Any time there is a mass shooting tragedy, people question and debate why such terrible things happen and what can be changed. As an educator, my heart especially aches for those whose lives were cut short with the recent mass shooting in Newtown, Connecticut, because schools are generally a safe spot for personalities to develop and people to learn how to be productive citizens. Any time something like this happens, another layer of innocence is chipped away. As a Christian woman, my heart is comforted that this life (and death) is not the end for the innocent and those who embrace Jesus Christ as their personal Lord and Savior.
I have seen and heard the usual conversations about gun control and mental health, and expect those will continue across the nation and around the world. Yet, I don't believe the "why did this happen" or the solution has much to do with either of those topics. I actually think the reason this abhorrent crime occurred, the reason for the heroic actions of the Sandy Hook administration and faculty when faced with this crisis, and the reason things have the potential to be changed is one word: RELATIONSHIP.
The killer seemingly lacked a healthy relationship with God, his family, his community. I do pray for his family who must suffer with the aftermath of his actions through no fault of their own. I pray that God will protect them from hatred (guilty by name association) and draw them unto Himself in relationship.
The principal, psychologist and teachers had varying levels of experience in public schools. They probably had different opinions about politics, gun control, school reform, teacher accountability, standardized testing, etc. What they had in common was relationship and this connection prompted them to respond with calm and courage in the face of danger.

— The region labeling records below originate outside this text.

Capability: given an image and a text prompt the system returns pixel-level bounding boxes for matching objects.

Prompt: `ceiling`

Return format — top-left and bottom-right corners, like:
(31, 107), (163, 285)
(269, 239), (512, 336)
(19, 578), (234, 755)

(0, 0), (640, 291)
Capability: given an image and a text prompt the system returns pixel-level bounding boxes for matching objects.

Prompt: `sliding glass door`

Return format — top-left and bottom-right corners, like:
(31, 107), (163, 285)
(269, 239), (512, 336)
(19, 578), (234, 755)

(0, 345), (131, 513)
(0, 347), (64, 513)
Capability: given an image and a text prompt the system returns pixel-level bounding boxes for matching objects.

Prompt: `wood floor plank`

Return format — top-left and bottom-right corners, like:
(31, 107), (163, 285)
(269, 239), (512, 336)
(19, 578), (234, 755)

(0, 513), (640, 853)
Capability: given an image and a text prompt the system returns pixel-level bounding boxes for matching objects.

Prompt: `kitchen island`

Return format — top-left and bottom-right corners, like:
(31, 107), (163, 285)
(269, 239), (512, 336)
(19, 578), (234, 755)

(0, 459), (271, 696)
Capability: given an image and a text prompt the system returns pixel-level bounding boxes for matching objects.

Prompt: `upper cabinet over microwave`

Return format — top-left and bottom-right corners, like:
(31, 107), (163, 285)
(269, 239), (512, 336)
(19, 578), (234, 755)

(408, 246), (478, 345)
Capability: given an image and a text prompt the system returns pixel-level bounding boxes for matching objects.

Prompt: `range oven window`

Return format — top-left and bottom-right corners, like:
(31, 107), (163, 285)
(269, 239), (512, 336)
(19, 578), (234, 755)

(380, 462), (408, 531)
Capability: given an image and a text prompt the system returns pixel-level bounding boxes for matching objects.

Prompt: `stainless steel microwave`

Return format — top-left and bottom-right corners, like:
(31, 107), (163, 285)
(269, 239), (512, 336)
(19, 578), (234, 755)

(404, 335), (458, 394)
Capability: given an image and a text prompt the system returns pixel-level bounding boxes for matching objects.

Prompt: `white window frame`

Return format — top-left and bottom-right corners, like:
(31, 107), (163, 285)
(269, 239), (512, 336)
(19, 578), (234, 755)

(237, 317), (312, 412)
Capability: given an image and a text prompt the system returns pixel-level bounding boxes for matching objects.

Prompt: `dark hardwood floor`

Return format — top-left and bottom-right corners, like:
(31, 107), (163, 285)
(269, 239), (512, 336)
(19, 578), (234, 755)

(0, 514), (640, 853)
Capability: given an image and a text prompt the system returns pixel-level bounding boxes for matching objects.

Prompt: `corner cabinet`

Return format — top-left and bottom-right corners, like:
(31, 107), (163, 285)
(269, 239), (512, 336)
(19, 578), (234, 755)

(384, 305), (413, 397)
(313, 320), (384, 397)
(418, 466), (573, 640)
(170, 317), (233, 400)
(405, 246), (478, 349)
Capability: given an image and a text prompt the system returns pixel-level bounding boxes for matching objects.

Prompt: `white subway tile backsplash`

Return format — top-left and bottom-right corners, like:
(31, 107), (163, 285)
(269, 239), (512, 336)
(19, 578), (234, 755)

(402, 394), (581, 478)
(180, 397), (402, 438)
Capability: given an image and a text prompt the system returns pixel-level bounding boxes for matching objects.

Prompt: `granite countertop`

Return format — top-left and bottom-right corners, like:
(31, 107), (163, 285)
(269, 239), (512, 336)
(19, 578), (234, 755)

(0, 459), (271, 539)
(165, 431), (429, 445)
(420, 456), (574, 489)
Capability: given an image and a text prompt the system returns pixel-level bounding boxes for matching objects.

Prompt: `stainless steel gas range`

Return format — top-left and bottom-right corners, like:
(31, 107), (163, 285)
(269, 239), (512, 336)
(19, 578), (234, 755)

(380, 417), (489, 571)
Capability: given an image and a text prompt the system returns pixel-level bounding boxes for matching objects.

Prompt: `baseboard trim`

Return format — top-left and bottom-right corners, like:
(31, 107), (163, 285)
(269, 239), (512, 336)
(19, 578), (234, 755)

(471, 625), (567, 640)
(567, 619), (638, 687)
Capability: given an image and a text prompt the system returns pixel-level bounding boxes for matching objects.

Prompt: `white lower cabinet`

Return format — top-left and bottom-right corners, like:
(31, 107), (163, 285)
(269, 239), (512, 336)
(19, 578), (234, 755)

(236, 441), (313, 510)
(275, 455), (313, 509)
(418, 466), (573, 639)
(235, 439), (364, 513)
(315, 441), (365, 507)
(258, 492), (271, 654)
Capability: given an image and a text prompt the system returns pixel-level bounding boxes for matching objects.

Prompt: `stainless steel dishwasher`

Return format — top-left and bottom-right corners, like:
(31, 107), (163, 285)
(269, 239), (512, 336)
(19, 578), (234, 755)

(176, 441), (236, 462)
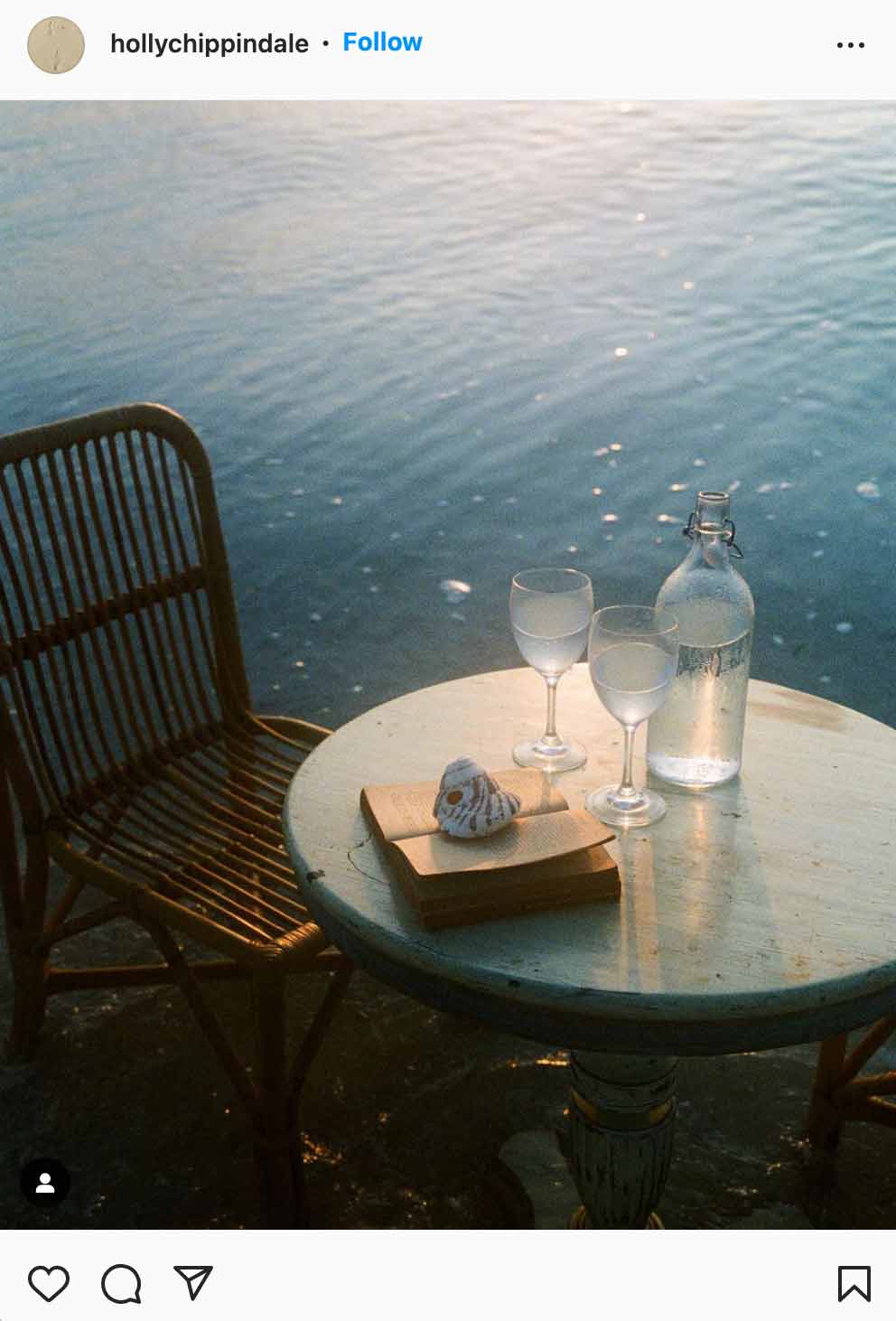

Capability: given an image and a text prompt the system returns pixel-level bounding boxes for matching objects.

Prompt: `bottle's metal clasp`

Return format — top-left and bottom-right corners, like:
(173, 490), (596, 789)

(681, 510), (743, 560)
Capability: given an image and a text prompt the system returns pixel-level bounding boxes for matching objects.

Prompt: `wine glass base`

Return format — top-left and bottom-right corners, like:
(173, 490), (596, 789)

(513, 738), (589, 772)
(584, 784), (667, 827)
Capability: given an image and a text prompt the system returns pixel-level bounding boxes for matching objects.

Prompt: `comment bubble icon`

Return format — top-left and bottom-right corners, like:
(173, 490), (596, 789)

(99, 1261), (143, 1303)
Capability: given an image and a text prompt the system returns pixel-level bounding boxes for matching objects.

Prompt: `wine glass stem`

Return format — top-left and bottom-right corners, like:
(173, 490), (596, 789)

(616, 726), (638, 798)
(541, 674), (561, 747)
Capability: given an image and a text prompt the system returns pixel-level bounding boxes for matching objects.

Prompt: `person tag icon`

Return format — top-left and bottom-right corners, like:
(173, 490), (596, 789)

(18, 1156), (71, 1210)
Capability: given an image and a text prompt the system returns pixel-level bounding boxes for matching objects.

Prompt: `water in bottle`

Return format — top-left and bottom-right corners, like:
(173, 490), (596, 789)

(647, 492), (755, 787)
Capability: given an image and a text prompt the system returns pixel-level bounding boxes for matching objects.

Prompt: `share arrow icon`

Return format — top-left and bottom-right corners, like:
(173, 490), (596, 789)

(174, 1266), (214, 1303)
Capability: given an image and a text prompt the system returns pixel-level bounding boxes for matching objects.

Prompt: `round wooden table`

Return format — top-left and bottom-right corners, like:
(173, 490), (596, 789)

(284, 664), (896, 1226)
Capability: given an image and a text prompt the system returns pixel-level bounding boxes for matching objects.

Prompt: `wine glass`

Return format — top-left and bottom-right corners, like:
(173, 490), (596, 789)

(584, 605), (678, 826)
(510, 569), (593, 770)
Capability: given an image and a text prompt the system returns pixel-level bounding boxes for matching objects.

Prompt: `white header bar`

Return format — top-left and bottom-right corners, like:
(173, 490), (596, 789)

(0, 0), (896, 100)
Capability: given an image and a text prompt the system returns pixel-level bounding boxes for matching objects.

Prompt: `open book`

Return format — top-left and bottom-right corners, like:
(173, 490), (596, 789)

(360, 769), (619, 927)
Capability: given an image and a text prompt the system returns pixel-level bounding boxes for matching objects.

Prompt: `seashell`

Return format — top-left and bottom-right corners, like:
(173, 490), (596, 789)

(433, 757), (520, 839)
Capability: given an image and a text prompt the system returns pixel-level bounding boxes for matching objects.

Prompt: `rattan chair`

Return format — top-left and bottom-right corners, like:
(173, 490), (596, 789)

(807, 1016), (896, 1150)
(0, 404), (351, 1226)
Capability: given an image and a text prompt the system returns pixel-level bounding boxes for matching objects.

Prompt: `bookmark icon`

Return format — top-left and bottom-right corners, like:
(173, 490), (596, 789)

(174, 1266), (214, 1303)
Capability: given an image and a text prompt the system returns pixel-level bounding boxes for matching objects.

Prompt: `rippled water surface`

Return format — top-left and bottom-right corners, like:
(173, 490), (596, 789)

(0, 103), (896, 724)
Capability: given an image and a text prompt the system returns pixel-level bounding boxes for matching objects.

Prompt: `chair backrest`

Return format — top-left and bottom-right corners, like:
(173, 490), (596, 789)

(0, 404), (249, 829)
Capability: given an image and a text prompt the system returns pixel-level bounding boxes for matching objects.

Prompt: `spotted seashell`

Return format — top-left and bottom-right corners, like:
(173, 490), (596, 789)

(433, 757), (520, 839)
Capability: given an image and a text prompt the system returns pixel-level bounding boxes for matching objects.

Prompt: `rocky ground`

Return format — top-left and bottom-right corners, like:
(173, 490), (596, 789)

(0, 898), (896, 1229)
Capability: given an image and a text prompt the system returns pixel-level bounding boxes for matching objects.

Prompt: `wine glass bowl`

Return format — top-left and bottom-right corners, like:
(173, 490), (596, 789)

(510, 568), (593, 772)
(584, 605), (678, 826)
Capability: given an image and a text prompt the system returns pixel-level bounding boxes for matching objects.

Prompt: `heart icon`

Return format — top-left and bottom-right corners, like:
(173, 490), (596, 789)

(28, 1266), (69, 1303)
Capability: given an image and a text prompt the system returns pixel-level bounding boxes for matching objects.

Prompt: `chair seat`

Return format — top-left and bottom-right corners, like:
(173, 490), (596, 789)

(49, 716), (329, 971)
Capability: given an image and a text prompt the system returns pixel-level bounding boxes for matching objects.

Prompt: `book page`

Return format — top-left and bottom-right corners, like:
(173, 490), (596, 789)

(395, 811), (613, 876)
(363, 767), (566, 841)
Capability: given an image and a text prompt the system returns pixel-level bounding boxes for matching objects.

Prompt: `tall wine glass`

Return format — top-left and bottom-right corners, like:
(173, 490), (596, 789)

(584, 605), (678, 826)
(510, 569), (593, 770)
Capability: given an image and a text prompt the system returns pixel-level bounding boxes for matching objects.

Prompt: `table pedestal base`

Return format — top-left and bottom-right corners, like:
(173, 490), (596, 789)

(570, 1050), (676, 1229)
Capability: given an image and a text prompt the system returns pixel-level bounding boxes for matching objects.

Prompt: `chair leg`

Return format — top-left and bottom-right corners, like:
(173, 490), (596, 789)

(252, 972), (304, 1229)
(807, 1033), (845, 1150)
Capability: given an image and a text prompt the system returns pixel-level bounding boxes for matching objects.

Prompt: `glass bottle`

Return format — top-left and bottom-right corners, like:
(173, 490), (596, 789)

(647, 492), (755, 787)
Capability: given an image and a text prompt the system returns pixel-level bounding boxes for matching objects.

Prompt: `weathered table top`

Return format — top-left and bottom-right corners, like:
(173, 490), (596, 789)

(284, 664), (896, 1054)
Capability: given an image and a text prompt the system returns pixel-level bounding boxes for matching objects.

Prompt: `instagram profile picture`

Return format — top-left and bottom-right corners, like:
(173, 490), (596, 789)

(28, 16), (85, 74)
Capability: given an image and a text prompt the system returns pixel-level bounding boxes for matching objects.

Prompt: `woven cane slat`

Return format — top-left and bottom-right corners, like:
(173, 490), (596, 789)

(0, 406), (320, 952)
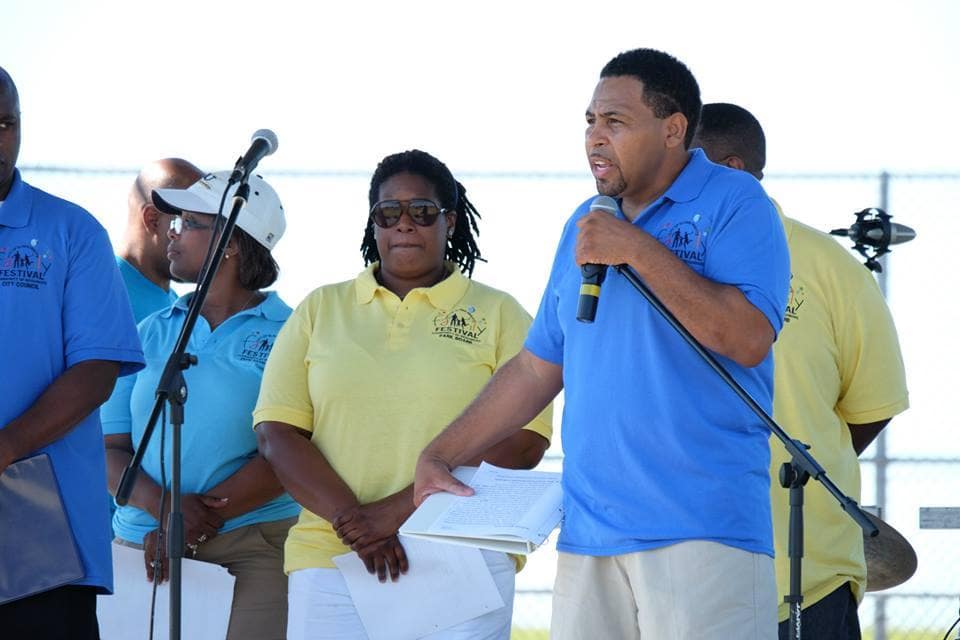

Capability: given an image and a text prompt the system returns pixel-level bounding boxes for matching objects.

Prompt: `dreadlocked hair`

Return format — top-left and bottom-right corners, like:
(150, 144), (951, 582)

(360, 149), (486, 278)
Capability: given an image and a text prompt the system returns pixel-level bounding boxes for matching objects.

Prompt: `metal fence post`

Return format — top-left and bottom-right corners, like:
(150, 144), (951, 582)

(868, 171), (890, 640)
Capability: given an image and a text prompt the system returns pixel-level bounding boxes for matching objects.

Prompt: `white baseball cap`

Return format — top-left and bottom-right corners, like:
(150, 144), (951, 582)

(152, 171), (287, 249)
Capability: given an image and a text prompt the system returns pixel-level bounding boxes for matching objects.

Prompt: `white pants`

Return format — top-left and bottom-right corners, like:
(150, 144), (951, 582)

(550, 540), (777, 640)
(287, 550), (516, 640)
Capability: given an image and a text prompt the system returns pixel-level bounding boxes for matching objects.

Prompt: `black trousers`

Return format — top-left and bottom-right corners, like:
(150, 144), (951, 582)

(0, 586), (100, 640)
(780, 582), (860, 640)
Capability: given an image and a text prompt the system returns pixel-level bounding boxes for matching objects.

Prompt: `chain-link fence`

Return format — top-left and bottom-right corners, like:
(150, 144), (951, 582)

They had relationships with each other as professional colleagues. They had relationships with the students whose smiles, hugs, and tangible signs of learning they loved to see. They had relationships with family and friends and community members in their sphere of influence. Despite their fear, they protected those relationships. Like Cassie Bernall at Columbine, they took a stand to honor their relationships. (I've had the privilege to meet and speak with Cassie's grandparents about the legacy of her life, short though it was.) I guarantee you none of those adults was getting paid what they deserved for the work they were doing every day at Sandy Hook Elementary School. Like most educators, they were not in classrooms and administration positions for the income; they were in it for the outcome.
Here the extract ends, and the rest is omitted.